Abstract

Monitoring and diagnosing completion during hydraulic-fracturing operations provides insight into the fracture geometry, interwell frac hits, and connectivity. Conventional monitoring methods (microseismic, pressure gauges, tracers, etc.) can provide a range of information about the stimulated rock volume but may often be limited in detail or clouded by uncertainty. Utilization of distributed acoustic sensing (DAS) as a fracture monitoring tool is growing; however, most of the applications have been limited to acoustic frequency bands of the DAS recorded signal. In this paper, we demonstrate some examples of using the low-frequency band of DAS signal to constrain hydraulic-fracture geometry. DAS data were acquired in both offset horizontal and vertical monitor wells. In horizontal wells, DAS data record formation strain perturbation due to fracture propagation. Events like fracture opening and closing, stress shadow creation and relaxation, ball seat, and plug isolation can be clearly identified.

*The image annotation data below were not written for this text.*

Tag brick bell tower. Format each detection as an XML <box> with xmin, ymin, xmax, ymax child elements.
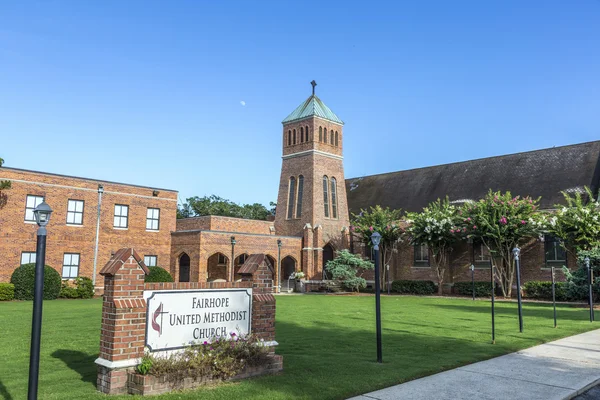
<box><xmin>275</xmin><ymin>81</ymin><xmax>350</xmax><ymax>280</ymax></box>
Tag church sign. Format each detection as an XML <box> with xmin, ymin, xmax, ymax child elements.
<box><xmin>144</xmin><ymin>288</ymin><xmax>252</xmax><ymax>352</ymax></box>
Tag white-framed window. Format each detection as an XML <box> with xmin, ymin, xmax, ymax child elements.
<box><xmin>113</xmin><ymin>204</ymin><xmax>129</xmax><ymax>228</ymax></box>
<box><xmin>21</xmin><ymin>251</ymin><xmax>36</xmax><ymax>265</ymax></box>
<box><xmin>146</xmin><ymin>208</ymin><xmax>160</xmax><ymax>231</ymax></box>
<box><xmin>62</xmin><ymin>253</ymin><xmax>79</xmax><ymax>279</ymax></box>
<box><xmin>67</xmin><ymin>200</ymin><xmax>83</xmax><ymax>225</ymax></box>
<box><xmin>414</xmin><ymin>244</ymin><xmax>429</xmax><ymax>267</ymax></box>
<box><xmin>25</xmin><ymin>194</ymin><xmax>44</xmax><ymax>222</ymax></box>
<box><xmin>144</xmin><ymin>256</ymin><xmax>158</xmax><ymax>267</ymax></box>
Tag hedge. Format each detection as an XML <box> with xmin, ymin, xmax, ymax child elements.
<box><xmin>523</xmin><ymin>281</ymin><xmax>574</xmax><ymax>301</ymax></box>
<box><xmin>454</xmin><ymin>282</ymin><xmax>492</xmax><ymax>297</ymax></box>
<box><xmin>10</xmin><ymin>263</ymin><xmax>62</xmax><ymax>300</ymax></box>
<box><xmin>0</xmin><ymin>283</ymin><xmax>15</xmax><ymax>301</ymax></box>
<box><xmin>58</xmin><ymin>276</ymin><xmax>94</xmax><ymax>299</ymax></box>
<box><xmin>144</xmin><ymin>267</ymin><xmax>174</xmax><ymax>282</ymax></box>
<box><xmin>392</xmin><ymin>280</ymin><xmax>437</xmax><ymax>295</ymax></box>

In vertical wells, DAS response agrees well with colocated pressure and temperature gauges, and illuminates the vertical extent of hydraulic fractures. We show that DAS data in the low-frequency band is a powerful attribute to monitor small strain and temperature perturbation in or near the monitor wells. With different fibered monitor well design, we can measure the far-field fracture length, height, width, and density using crosswell DAS observations.